Welcome to Possum Paper Works’ Writing Tip Rodeo! This is the first post in what I hope will be a series of short weekly tips, tricks, and inspirations for writers like myself. Today I’m looking at the most basic part of writing: how to start.
Writing Tip #1: How to Start Writing:
1. Have an idea you love (or at least like)
Got an idea? That’s all you need. No, really.
It’s okay if it’s not the best thing you’ve ever come up with or you don’t have a full plan for where the idea is headed. If you like it enough to want to write it, chances are your idea has merit. Don’t start doubting yourself before you’ve even put words on paper (or word processor or stone tablet or whatever you use to write).
Just don’t let your idea go to waste.
2. Write that idea down with as much detail you can come up with
Put your words down until you have nothing else to say. Write until you think you might lose yourself to the gods of language and then write some more. Don’t stop until you have said everything there is to be said about your idea.

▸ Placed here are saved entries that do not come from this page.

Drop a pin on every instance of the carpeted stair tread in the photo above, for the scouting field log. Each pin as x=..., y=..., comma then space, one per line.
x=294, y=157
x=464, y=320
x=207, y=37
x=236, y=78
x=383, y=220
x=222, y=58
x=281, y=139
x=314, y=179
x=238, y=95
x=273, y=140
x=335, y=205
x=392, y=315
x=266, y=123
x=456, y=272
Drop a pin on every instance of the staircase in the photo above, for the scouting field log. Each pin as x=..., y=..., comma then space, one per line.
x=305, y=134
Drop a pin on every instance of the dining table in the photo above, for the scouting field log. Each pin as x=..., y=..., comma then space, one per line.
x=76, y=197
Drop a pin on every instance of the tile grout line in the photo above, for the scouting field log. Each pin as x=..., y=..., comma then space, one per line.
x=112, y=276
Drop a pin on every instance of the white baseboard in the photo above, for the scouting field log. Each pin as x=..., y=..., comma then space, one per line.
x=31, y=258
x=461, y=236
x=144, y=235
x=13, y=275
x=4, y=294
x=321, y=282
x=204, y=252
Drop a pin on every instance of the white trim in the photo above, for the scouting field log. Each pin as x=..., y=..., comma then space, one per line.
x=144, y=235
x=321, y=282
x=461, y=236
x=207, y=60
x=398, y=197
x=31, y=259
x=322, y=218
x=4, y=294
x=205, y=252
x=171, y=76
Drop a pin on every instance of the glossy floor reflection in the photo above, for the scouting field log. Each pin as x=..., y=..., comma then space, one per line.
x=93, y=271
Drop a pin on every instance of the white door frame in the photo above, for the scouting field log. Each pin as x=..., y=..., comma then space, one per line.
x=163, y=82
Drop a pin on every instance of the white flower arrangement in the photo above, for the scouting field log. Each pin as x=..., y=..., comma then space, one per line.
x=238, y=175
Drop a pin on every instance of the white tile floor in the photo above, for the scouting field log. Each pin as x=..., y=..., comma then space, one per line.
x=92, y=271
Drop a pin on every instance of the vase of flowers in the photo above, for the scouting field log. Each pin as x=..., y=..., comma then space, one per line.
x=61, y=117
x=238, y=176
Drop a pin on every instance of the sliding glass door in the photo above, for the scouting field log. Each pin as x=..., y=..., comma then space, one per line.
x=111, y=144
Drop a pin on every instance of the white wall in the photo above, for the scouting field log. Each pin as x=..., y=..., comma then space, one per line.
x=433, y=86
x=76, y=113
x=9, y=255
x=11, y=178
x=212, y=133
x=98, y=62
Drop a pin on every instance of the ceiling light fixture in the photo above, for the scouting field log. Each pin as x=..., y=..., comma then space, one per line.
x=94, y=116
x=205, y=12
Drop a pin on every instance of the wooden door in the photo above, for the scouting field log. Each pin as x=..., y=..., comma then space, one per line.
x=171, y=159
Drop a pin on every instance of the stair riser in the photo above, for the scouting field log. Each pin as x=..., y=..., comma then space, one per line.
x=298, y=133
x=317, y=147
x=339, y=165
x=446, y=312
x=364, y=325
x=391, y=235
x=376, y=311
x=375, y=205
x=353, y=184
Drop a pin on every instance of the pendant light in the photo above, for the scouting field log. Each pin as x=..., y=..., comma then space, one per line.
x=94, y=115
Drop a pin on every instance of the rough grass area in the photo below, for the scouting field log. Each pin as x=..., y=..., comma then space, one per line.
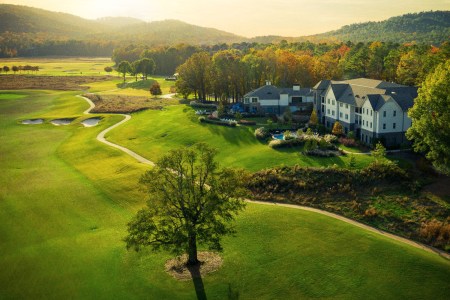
x=152, y=133
x=384, y=197
x=64, y=83
x=178, y=268
x=127, y=104
x=66, y=200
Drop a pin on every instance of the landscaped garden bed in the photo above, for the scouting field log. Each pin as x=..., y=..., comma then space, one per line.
x=381, y=195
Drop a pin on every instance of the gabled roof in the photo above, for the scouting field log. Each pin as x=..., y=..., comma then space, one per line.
x=322, y=85
x=357, y=91
x=266, y=92
x=270, y=92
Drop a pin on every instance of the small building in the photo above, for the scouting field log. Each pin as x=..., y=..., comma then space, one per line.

It sounds easier than it is. You’ll have moments of doubt, flashes of discouragement. You’ll want to throw your writing tools across the room and scream into the void. That’s okay. Take those moments inside of you. Use them to make you stronger, your writing truer. Listen when the words don’t feel right, and fix what you most need to as you go.
But don’t stop writing.
3. Pat yourself on the back, you wrote something!
Editing? Improving? That’ll come eventually. For now, call yourself a writer and enjoy the feeling. Seriously. Did you put words down somewhere? Did you share your idea? You’re a writer.
What you wrote won’t be perfect. It never is the first time, or even the second, third, or hundredth time (if it is, can you share your secret with the rest of us?). That’s fine. I promise. Everyone who writes goes through that. We all have to start somewhere.
Don’t let imperfection keep you from sharing your first idea. Don’t let doubt stop you from writing your next idea.
4. Rinse and repeat
Keep writing. As long as there are ideas in your head, keep letting them out into the universe. No one is going to tell your stories but you.